Perspectiva Regional
El encuentro, organizado con la participación de especialistas de IMPLAN, SMEYDU, ONU Habitat y los ponentes Ignacio Kunz Bolaños y Gerardo González, puso sobre la mesa un conjunto de instrumentos de gestión del suelo contemplados en el PDUCP 2022 (aunque aún no vigente) que bien podrían ser el parteaguas para un desarrollo urbano más equitativo y con mayor capacidad de inversión.
La cita reunió a representantes del sector público, privado y académico en un diálogo franco sobre la armonización de los marcos regulatorios. Quedó claro que, en el Caribe mexicano, la presión inmobiliaria exige pasar de la planeación estática a mecanismos dinámicos de captación de plusvalía. Y ahí es donde entran las herramientas analizadas.
Innovación Técnica
Los instrumentos presentados –siete en total– no son teoría abstracta; son el equivalente urbanístico a diseñar una cimentación flexible en suelo kárstico: se adaptan a las condiciones reales para que la estructura aguante. Entre los que más interés despertaron destacan tres:
- Zonificación incluyente: permite administrar los coeficientes de uso y ocupación del suelo. Los propietarios que se benefician de un incremento en el potencial de uso aportan una compensación al municipio, recursos que se destinan exclusivamente a espacios públicos e infraestructura en la zona de influencia.
- Contribución por mejoras: instrumento para captar parte del incremento en el valor de los inmuebles derivado directamente de una obra pública, lo que le permite al municipio recuperar la inversión para beneficio general.
- Aprovechamiento Urbano Optativo en Zonas de Reserva: brinda a los inversionistas la posibilidad de acceder a mayores parámetros de densidad y C.U.S. a cambio de una contraprestación o donación de tierra para servicios básicos y mejora del entorno.
Junto a ellos, se recordó la figura de los Polígonos de Actuación –el PDUCP 2022 delimita 11–, los sistemas de actuación público-privados y el reagrupamiento parcelario para planificar desarrollos más ordenados.

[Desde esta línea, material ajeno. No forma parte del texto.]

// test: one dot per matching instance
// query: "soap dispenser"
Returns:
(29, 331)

Pero el momento más revelador para quienes estamos acostumbrados a "echar números" fue la presentación de la fórmula para calcular el costo de los Derechos de Desarrollo. No se trata de una ocurrencia, sino de un modelo que cuantifica la valorización del suelo cuando se incrementa el coeficiente de utilización:
MC = (Se / SCUSB) × St × Vu × %Dd
Donde:
- MC: monto de la contraprestación
- Se: superficie excedente (m²) que el proyecto quiere construir por encima del coeficiente básico
- SCUSB: superficie correspondiente al CUS básico
- St: superficie del terreno
- Vu: valor unitario del suelo por m²
- %Dd: porcentaje de cobro de derechos aplicable
Para entenderlo, imagina que tu proyecto es como ampliar una casa: no solo compras más material, sino que necesitarías adquirir el terreno adicional que soporte ese nuevo espacio. La fórmula traduce ese razonamiento a una contraprestación justa, reflejando el valor real del suelo en el contexto urbano donde se ubica el predio.
Desarrollo Profesional
Como ingenieros civiles, dominar estos mecanismos deja de ser opcional. Cada dictamen estructural, cada proyecto de urbanización, estará cada vez más condicionado por la aplicación de estos instrumentos. Por eso, desde el Colegio de Ingenieros Civiles de Cancún destacamos que reuniones como esta no son un simple trámite de actualización: son la oportunidad de anticiparse a los cambios normativos y de ofrecer a nuestros clientes soluciones financieramente viables y técnicamente sólidas.
Ciudades de todo el mundo han utilizado herramientas similares para financiar infraestructura sin depender solo del erario. Lo local está en cómo las adaptamos al suelo calcáreo, los humedales y la dinámica turística de Benito Juárez.
Permanece atento a las próximas sesiones que impulsaremos junto con las autoridades municipales. Mientras tanto, vale la pena repasar estos conceptos y empezar a aplicarlos en el análisis preliminar de tus proyectos. La ingeniería civil del futuro se está escribiendo ahora, y Cancún necesita profesionales que sepan leer entre líneas, o mejor dicho, entre coeficientes.